White Papers

Dell HPC NFS Storage Solution High Availability Configurations with Large Capacities
7
Introduction 1.
This Solution Guide provides information on the latest Dell NFS Storage Solution high availability
configurations (NSS-HA). The NSS-HA uses the NFS file system along with the Red Hat Scalable File
system (XFS) and Dell PowerVault storage to provide an easy to manage, reliable and cost effective
storage solution for HPC clusters. With this latest offering, NSS-HA configurations are now available in
configurations greater than a 100 Terabytes.
The philosophy and design principles for this release remain the same as previous Dell NSS-HA
configurations. Hence this version of the solution guide primarily describes the deltas in configuration
and performance. For complete details, review this document along with the previous version titled
Dell HPC NFS Storage Solution High Availability Configurations, Version 1.1.”. The main changes in this
version of the solution include support for larger capacities. Also presented is the associated
performance characterization and updated software versions.
The following sections describe the technical details, evaluation method and the expected
performance of the solution. An extensive appendix provides a complete set of instructions on the
configuration steps and tuning parameters required to deploy such a solution.
NSS-HA solution review
2.
The design of this version of the NSS-HA solution is similar to previous versions. This section provides a
quick review of the NSS-HA solution. Complete details are available in the document “Dell HPC NFS
Storage Solution High Availability Configurations, Version 1.1”. This section can be skipped for readers
who are already familiar with the NSS-HA architecture.
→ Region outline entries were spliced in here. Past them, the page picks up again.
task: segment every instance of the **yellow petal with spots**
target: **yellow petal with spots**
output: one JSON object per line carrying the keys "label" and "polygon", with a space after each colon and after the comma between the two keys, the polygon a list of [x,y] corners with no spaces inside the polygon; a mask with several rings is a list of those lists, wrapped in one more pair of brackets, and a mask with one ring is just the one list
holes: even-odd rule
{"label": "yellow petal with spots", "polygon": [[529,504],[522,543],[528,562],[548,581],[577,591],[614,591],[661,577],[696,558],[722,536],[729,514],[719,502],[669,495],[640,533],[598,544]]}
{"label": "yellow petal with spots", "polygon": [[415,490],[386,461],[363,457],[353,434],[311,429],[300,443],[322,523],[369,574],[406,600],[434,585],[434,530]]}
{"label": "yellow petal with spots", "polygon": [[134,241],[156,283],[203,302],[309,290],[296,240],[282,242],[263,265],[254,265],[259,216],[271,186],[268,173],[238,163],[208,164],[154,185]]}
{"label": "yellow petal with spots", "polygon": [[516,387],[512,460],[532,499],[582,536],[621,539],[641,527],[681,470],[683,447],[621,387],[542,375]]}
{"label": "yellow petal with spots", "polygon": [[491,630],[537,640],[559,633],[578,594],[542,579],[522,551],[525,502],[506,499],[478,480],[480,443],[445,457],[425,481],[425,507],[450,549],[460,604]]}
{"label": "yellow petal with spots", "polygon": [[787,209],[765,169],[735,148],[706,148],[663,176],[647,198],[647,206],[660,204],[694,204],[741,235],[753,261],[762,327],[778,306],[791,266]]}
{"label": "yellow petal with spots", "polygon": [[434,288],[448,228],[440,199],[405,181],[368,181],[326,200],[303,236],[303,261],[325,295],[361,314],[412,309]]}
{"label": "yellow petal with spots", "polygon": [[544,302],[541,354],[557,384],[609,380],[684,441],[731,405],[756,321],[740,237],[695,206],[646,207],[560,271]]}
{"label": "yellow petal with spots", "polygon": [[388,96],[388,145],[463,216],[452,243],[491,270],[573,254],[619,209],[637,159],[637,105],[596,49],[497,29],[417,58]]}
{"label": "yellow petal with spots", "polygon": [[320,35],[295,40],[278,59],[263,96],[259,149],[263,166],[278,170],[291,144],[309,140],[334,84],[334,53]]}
Figure 1 depicts the general overview of the NSS-HA solution. The core of the solution is a high
availability (HA) cluster, which provides a highly reliable and available storage service to the HPC
compute cluster via a high performance network connection such as InfiniBand (IB) or 10 Gigabit
Ethernet (10GbE). The HA cluster has shared access to disk-based Dell PowerVault storage in a variety
of capacities.
The HA cluster consists of several components as listed below:
High Availability nodes - These are servers configured with the Red Hat Enterprise Linux high
availability cluster software stack. In the NSS-HA solution, two systems are deployed as a pair
of NFS severs; they are configured in an active/passive mode, and have direct access to the
shared storage stack.
Network switch for the HA cluster (or the private network) The private network is used for
communication between the HA cluster nodes and other cluster hardware such as network
power switches and the fence devices which are installed in the cluster nodes.
Fence devices Fence devices are required for fencing (rebooting) the failed or misbehaving
cluster node in the HA cluster. In the NSS-HA solution, two types of fence devices are
configured: Switched Power Distribution Units (PDU) and the Dell server management
controller, the iDRAC.